Peng Ming-min (°1923 in Taichung, Taiwan), professor politieke wetenschappen in Taipei en dezer dagen adviseur van president Chen Shui-bian, in 1962 bij de Taiwanese delegatie bij de Verenigde Naties, publiceerde in 1964 het Manifest om Taiwan te redden, wat hem acht jaar huisarrest kostte. Vluchtte naar Zweden in 1970 en vervolgens naar de VS. Kwam terug naar Taiwan in 1992 en was in 1995 presidentskandidaat.

Is er een nieuwe ontwikkeling in de relatie tussen Taiwan en de Volksrepubliek, nu de toon de afgelopen maanden scherper geworden lijkt? ‘Ja en nee’, zegt Peng. Tweeënhalf jaar geleden werd Chen Shui-bian tot president verkozen en direct begon hij met verzoenende uitspraken richting Peking. Twee jaar hield hij dat vol: dat Taiwan zich niet onafhankelijk zou verklaren, dat het zijn grondwet – de Chinese – niet zou veranderen. Daarnaast beloofde hij ook tijdens zijn ambtstermijn géén referendum te zullen houden over de toekomstige status van Taiwan. Hij beloofde de restricties op Taiwanese investeringen in China te verzachten. ‘En dan’, zegt Peng, ‘had je ook nog de controversiële één-China-politiek van Peking, die stelt dat er maar één China bestaat. Chen zei dat, eens we aan tafel zouden zitten, we dat op de agenda konden zetten.’

‘Wat was het Chinese antwoord? De opstelling van meer dan 300 raketten langs de Straat van Formosa, op Taiwan gericht. En militaire manoeuvres met als doelwit Taiwan.

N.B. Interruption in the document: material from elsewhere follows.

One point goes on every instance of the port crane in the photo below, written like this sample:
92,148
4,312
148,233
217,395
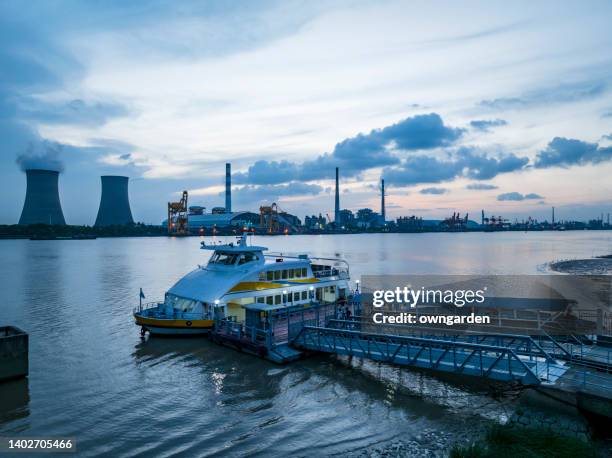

Daarom oogstten de verzoenende voorstellen van de president kritiek bij de Taiwanese bevolking: hij deed te veel toegevingen, bood niet genoeg weerstand. Na een jaar of twee was de president gefrustreerd door het gebrek aan soepelheid aan Chinese kant, waar ze geen centimeter toegaven en alleen maar zeiden: “Jij moet eerst het één-China-principe aanvaarden, anders praten wij niet met jou. ” Dat is het probleem. Want als wij verplicht zijn hun eisen te aanvaarden voor we beginnen te praten, dan is er eigenlijk niets te bespreken.’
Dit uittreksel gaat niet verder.